Ayrıntılarına girmeden – çünkü ayrıntılar bu yazının konusu olmayı çok çok aşar, bir kitap hatta bir kitaplar serisinin konusudur – çok genel hatlarıyla ancak kanıtlarıyla, ortaya koymaya çalışacağız. Barzani ailesi, Barzan bölgesinde kendi halinde bir aile hem ziraat hem de hayvancılık ile uğraşarak, geçimini kıt kanaat sağlarlardı. Bir de müritlerin katkılarıyla yaşamlarını sürdürürlerdi. 60’lı yıllardan sonra İran-İsrail-ABD ilişkileriyle, onlar hesabına savaş yürütmenin bir karşılığı olarak, biraz sermaye biriktirdiler. 90’lı yıllara kadar gerek İran gerek İsrail gerekse Amerika’dan aldıkları maddi destek ile geçmiş süreci önemli oranda aşan, bir para-sermaye gücüne ulaştılar. Bunu Kürt-Kürdistan adına ve bu iki kutsal kavramı sömürmek temelinde yaptılar. Fakat bu sermaye öyle çok fazla göze çarpacak bir düzeye, hele hele uluslararası alanda tartışılacak düzeye gelmedi. Fakat artık Barzan mıntıkasını aşan, genel bir baskıcı ve sömürücü sınıf olmaya doğru bir giriş de olmuştur.

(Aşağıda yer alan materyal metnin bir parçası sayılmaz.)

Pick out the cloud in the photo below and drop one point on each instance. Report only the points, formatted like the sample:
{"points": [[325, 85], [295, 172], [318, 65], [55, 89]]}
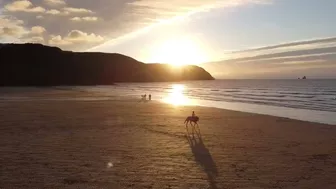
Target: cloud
{"points": [[55, 2], [38, 30], [11, 27], [287, 59], [77, 10], [58, 41], [53, 12], [75, 37], [36, 39], [88, 18], [155, 13], [23, 6]]}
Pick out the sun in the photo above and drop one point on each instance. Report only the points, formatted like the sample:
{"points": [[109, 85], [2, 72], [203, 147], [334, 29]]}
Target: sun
{"points": [[178, 52]]}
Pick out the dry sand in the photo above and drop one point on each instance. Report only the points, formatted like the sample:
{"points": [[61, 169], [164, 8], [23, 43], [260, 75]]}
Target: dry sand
{"points": [[127, 144]]}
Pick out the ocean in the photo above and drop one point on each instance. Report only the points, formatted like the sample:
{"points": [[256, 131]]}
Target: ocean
{"points": [[308, 100]]}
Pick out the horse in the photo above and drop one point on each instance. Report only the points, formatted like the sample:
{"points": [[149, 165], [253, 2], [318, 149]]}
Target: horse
{"points": [[191, 119]]}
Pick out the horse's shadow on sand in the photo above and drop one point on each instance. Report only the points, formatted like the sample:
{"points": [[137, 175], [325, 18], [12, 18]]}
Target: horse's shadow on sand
{"points": [[202, 154]]}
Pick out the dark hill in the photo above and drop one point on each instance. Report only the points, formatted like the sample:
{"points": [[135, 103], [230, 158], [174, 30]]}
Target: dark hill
{"points": [[39, 65]]}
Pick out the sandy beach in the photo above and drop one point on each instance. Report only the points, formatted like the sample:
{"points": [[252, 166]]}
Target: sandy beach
{"points": [[124, 143]]}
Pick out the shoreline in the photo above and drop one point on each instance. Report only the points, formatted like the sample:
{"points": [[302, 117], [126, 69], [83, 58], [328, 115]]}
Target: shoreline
{"points": [[64, 94], [123, 143]]}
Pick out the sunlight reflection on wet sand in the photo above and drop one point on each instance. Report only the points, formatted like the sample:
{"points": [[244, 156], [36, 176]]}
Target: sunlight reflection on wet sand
{"points": [[177, 96]]}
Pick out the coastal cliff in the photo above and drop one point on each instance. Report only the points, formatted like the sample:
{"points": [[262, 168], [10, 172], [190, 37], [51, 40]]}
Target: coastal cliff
{"points": [[39, 65]]}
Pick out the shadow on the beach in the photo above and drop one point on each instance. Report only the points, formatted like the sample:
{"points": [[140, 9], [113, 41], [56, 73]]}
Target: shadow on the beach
{"points": [[202, 155]]}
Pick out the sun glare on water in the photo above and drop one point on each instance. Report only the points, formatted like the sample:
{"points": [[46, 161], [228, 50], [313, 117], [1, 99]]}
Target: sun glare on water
{"points": [[178, 52], [176, 96]]}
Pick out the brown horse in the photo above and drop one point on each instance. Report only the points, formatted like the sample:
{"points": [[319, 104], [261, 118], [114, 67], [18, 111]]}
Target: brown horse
{"points": [[191, 119]]}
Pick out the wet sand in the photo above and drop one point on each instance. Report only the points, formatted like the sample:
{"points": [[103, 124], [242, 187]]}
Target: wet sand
{"points": [[123, 143]]}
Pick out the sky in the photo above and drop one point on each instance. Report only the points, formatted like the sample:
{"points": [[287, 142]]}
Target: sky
{"points": [[229, 38]]}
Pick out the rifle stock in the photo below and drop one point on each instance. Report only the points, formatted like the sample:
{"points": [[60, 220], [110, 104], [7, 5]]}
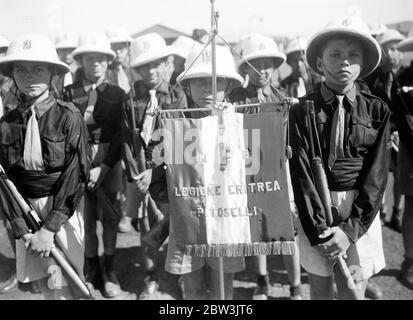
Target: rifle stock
{"points": [[107, 205], [34, 223]]}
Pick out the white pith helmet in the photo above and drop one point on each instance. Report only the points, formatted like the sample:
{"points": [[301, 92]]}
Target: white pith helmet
{"points": [[407, 44], [147, 48], [202, 67], [182, 46], [66, 40], [296, 44], [390, 35], [31, 48], [4, 42]]}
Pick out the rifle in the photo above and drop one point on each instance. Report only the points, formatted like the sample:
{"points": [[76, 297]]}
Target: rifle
{"points": [[156, 235], [34, 223], [321, 184]]}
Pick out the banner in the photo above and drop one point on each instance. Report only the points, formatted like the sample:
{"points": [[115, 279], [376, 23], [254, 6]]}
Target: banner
{"points": [[227, 188]]}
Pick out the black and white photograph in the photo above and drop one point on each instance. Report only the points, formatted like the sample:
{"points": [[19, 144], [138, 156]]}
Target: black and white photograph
{"points": [[213, 151]]}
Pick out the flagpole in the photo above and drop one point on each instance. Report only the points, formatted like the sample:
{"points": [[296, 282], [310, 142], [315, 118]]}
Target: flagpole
{"points": [[214, 105]]}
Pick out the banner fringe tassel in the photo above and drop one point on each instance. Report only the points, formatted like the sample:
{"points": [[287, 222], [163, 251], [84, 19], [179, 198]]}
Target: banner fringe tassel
{"points": [[239, 249]]}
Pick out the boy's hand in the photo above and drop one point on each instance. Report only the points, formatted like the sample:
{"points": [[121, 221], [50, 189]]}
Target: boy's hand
{"points": [[143, 180], [336, 246], [41, 243]]}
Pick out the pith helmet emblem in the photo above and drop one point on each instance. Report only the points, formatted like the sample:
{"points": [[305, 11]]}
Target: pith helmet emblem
{"points": [[347, 22], [27, 44], [206, 56]]}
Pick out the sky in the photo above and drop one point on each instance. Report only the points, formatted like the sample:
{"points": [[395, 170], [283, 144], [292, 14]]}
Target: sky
{"points": [[236, 17]]}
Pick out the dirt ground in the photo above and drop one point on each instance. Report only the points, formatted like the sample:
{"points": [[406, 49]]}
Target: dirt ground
{"points": [[131, 274]]}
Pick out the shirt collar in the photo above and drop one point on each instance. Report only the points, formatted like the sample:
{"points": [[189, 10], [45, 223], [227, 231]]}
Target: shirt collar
{"points": [[329, 95], [163, 87], [252, 91]]}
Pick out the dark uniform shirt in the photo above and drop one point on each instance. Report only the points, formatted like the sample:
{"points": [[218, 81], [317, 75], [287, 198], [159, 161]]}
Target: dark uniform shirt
{"points": [[169, 97], [63, 138], [403, 106], [107, 114], [364, 166]]}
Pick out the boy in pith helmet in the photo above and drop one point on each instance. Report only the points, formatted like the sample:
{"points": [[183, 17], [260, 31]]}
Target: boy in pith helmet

Herkes, Mesut Barzani de dahil Barzani ailesi 90’lı yıllara kadar İran sömürgeciliği denetimi altında yaşamlarını sürdürdüklerini gayet iyi bilir. Hem sömürgeci şahlık döneminde hem de Humeyni döneminde Rojhılat Kürdistan’ındaki ulusal hareketi tasfiyede aktif rol oynama karşılığında İran sömürgeciliğinin denetiminde kalmışlardır. Başta Süleyman Muini gibi, birçok aydın ve öncü kişiliğinin tasfiye edilmesi bu uzunca süreçte yaşanmıştır. Yani Kürdistan’ın ikinci büyük parçasının ulusal direniş hareketi, bir ailenin rahatı ve sermaye biriktirmesi için kurban edilmiştir. Yine 70’li yılların başında Saitlerin komplo ile tasfiye edilmeleri karşılığında sömürgeci Türk devletinden ne aldıkları sırrıyetini korumaktadır. Ancak şu bir gerçek ki yine ailenin çıkarları için Kürdistan’ın en büyük parçasının ulusal hareketi tasfiye 70’li yılların hemen başında tasfiye edilmiştir. Tarihe Saitlere yapılan komplo olarak geçen bu olayın sayısız belgeleri söz konusudur. Ve hepsi de Barzani ailesini sanık sandalyesine oturtmaktadır.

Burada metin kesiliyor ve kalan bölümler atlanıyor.